La qualité de House of Sand and Fog ne serait pas grand chose sans la puissance de l'interprétation de Ben Kingsley et Jennifer Connelly. A la fois distancié et habité, Ben Kingsley étonne et déconcerte, de l'impétuosité du colonel déchu et antipathique au grotesque tragique du père terrassé par la douleur. On ne louera jamais assez la subtilité du jeu de Jennifer Connelly qui incarne son personnage avec une incroyable spontanéité, et qui semble jamais poser de distance entre ses rôles et elle-même. Parmi les bémols, la musique de James Horner parfois trop insistante, verse quelque fois dans le lachrymal pour un film qui ne l'est pas, tandis que l'irruption du mélodrame contraste parfois avec la subtilité de l'ensemble. Mais ce "déclencheur" maladroit s'il marque l'intervention un peu voyante du fatum a le mérite de créer une transition qui jette le film dans la noirceur de la vraie tragédie, vers un désepoir beaucoup plus juste et poignant.

Dépassant le réalisme du propos Vadim Perelman élabore un singulier dispositif métaphorique autour de la maison, qui se transtorme en personnage à part entière, objet symbolique autour duquel tourne la destinée de chaque protagoniste,  et auquel il se raccroche jusqu'à l'absurde. Rien de plus normal dans une nation où la propriété est reine. La maison de famille, la maison léguée par le père comme signe d'appartenance, d'identité et d'héritage du passé pour l'un, comme espoir d'avenir et de réussite pour l'autre, d'avenir. Cette "maison de sable et de brouillard" se fait allégorie d'une sécurité matérielle illusoire, miroir trouble des incertitudes de l'existence : ce que l'on croyait définitivement acquis file entre les doigts comme le sable ; et la réalité tangible se dissipe dans un terrible brouillard. De singulières trouées oniriques, des plans de brûme créent de belles digressions de tons : la photo passe du réalisme le plus franc à la fantasmagorie nocturne et nous entraine finalement dans les limbes d'un espace intemporel où tout se joue. Ces moments d'étrangeté sont autant d'éclairs poétiques au sein d'un film qui joue par ailleurs la carte du classicisme.

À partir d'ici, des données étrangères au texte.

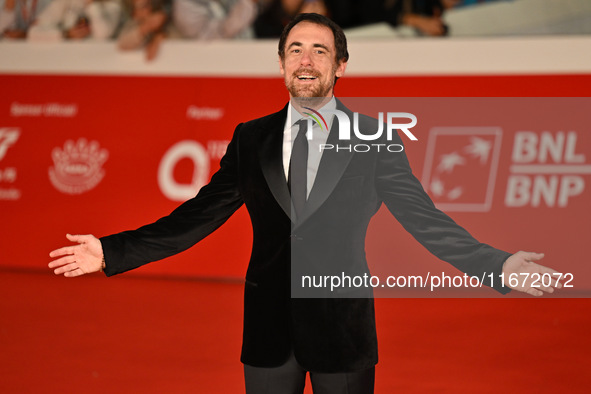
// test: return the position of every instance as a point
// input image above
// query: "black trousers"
(290, 378)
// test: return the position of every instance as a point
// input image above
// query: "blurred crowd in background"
(144, 24)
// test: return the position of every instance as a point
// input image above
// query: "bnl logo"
(461, 168)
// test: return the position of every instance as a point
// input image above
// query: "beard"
(316, 90)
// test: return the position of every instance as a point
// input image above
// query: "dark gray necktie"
(298, 169)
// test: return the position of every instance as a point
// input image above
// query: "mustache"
(307, 71)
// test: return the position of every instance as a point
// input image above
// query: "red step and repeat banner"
(102, 154)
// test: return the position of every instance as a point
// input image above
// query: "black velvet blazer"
(327, 333)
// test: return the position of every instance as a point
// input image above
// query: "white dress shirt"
(318, 137)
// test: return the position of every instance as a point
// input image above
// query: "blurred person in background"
(78, 19)
(145, 25)
(16, 16)
(212, 19)
(276, 14)
(422, 15)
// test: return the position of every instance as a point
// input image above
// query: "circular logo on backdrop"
(77, 166)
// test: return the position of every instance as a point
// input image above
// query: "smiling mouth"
(306, 77)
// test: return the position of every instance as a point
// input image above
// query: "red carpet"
(127, 334)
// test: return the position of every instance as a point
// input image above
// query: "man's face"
(309, 66)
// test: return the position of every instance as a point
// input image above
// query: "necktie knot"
(298, 168)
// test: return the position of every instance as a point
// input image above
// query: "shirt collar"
(293, 115)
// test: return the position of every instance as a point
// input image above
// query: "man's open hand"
(76, 260)
(521, 273)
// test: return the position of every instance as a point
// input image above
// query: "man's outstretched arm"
(84, 258)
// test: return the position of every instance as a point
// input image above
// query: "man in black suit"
(308, 220)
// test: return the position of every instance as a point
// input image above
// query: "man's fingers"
(532, 256)
(77, 238)
(62, 261)
(65, 269)
(66, 250)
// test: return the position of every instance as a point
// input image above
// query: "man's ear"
(341, 69)
(281, 70)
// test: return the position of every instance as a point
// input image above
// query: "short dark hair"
(340, 41)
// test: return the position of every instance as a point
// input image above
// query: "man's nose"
(306, 59)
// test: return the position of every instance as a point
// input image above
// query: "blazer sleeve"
(185, 226)
(406, 199)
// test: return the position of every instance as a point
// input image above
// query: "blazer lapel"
(271, 156)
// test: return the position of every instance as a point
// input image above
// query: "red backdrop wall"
(82, 154)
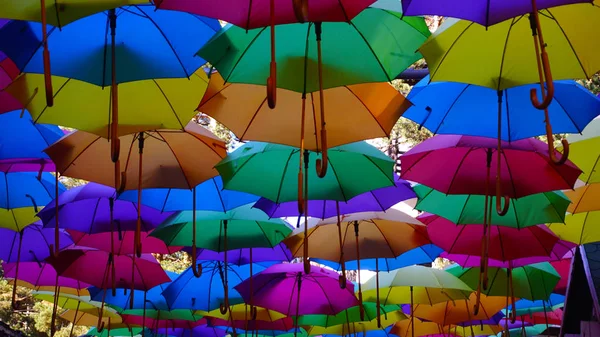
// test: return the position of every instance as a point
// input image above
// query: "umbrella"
(378, 200)
(532, 282)
(486, 14)
(389, 51)
(466, 208)
(210, 196)
(243, 256)
(361, 235)
(23, 143)
(505, 244)
(206, 292)
(286, 289)
(374, 106)
(449, 108)
(420, 255)
(171, 160)
(151, 37)
(505, 57)
(23, 194)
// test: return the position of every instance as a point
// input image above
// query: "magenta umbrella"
(123, 242)
(505, 243)
(285, 288)
(458, 165)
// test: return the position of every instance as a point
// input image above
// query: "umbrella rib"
(570, 44)
(386, 133)
(243, 53)
(169, 103)
(253, 117)
(166, 40)
(432, 75)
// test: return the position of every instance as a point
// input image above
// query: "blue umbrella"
(424, 254)
(210, 196)
(206, 292)
(23, 143)
(458, 108)
(149, 44)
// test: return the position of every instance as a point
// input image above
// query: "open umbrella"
(463, 209)
(308, 59)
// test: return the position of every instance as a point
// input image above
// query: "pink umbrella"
(123, 242)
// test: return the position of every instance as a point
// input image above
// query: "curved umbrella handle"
(300, 10)
(324, 162)
(549, 85)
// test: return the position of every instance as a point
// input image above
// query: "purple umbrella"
(244, 256)
(285, 288)
(485, 13)
(87, 209)
(377, 200)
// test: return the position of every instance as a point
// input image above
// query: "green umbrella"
(377, 45)
(531, 210)
(352, 315)
(272, 171)
(241, 227)
(533, 282)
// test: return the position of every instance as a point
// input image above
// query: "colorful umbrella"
(389, 51)
(206, 292)
(285, 288)
(450, 108)
(486, 14)
(463, 209)
(505, 243)
(23, 143)
(375, 106)
(378, 200)
(464, 169)
(210, 196)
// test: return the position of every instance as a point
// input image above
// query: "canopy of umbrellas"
(129, 78)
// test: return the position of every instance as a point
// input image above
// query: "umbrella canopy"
(351, 315)
(210, 196)
(484, 13)
(463, 209)
(245, 227)
(92, 266)
(383, 234)
(505, 243)
(505, 55)
(455, 312)
(23, 193)
(457, 165)
(34, 245)
(420, 255)
(86, 209)
(455, 108)
(243, 109)
(287, 289)
(429, 286)
(271, 171)
(124, 243)
(67, 11)
(252, 14)
(378, 200)
(172, 158)
(150, 44)
(374, 55)
(23, 143)
(243, 256)
(532, 282)
(206, 292)
(143, 105)
(41, 275)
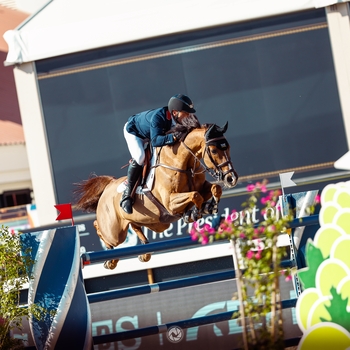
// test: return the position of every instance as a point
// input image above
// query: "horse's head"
(217, 152)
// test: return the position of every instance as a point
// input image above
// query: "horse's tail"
(88, 192)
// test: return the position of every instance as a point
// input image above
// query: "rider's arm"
(159, 126)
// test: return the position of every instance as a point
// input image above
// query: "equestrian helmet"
(181, 102)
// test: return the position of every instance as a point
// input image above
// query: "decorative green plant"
(13, 276)
(257, 260)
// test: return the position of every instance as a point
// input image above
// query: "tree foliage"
(257, 260)
(13, 276)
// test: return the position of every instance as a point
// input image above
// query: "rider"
(152, 126)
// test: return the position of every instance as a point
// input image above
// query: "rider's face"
(179, 115)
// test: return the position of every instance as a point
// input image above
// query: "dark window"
(15, 198)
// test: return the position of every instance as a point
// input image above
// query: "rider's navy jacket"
(152, 125)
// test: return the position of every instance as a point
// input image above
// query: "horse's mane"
(186, 126)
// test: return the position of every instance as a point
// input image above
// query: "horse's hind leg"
(147, 256)
(109, 264)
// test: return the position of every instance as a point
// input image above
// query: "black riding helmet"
(181, 102)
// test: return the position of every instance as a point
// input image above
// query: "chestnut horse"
(180, 189)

Le piège se referme lentement sur les personnages jusqu'à sa conclusion, suffoquante. Le désespoir y renvoie l'être à son propre égoïsme, interdisant tout altruisme quand les individus se referment dans leur préoccupations, acculés comme des bêtes sauvages qui, dans la terreur de tout perdre, se déchiquètent. House of sand and fog illustre l'iniquité universelle qui fissure la communication. Le cinéma nous a peu habitué à voir confrontées ainsi politique intérieure et politique extérieure. Le film de Vadim Perelman présente un pays qui, plutôt que de consolider les solidarités entre les individus - entre les peuples devrait on dire - les dresse les uns contre les autres. Les personnages se manquent et n'arrivent jamais à ménager des rencontres et des communions au bon moment. Lorsqu'ils y semblent enfin prêts il est trop tard. C'est la consternation qui prime, dans ce drame dont les rouages repose intégralement sur de simples contingences matérielles qui finissent cependant par anéantir ses protagonistes. Chacun des destins contribue à élargir le fossé tout d'abord imperceptible entre deux modes de spiritualités. Ce qui aurait pu être une rencontre prend l'allure d'une guerre, dans laquelle les détresses, faute de pouvoir s'accorder, s'y combattent : House of sand and fog devient alors une sombre variation sur ce qu'on appelle communément le "choc des civilisations".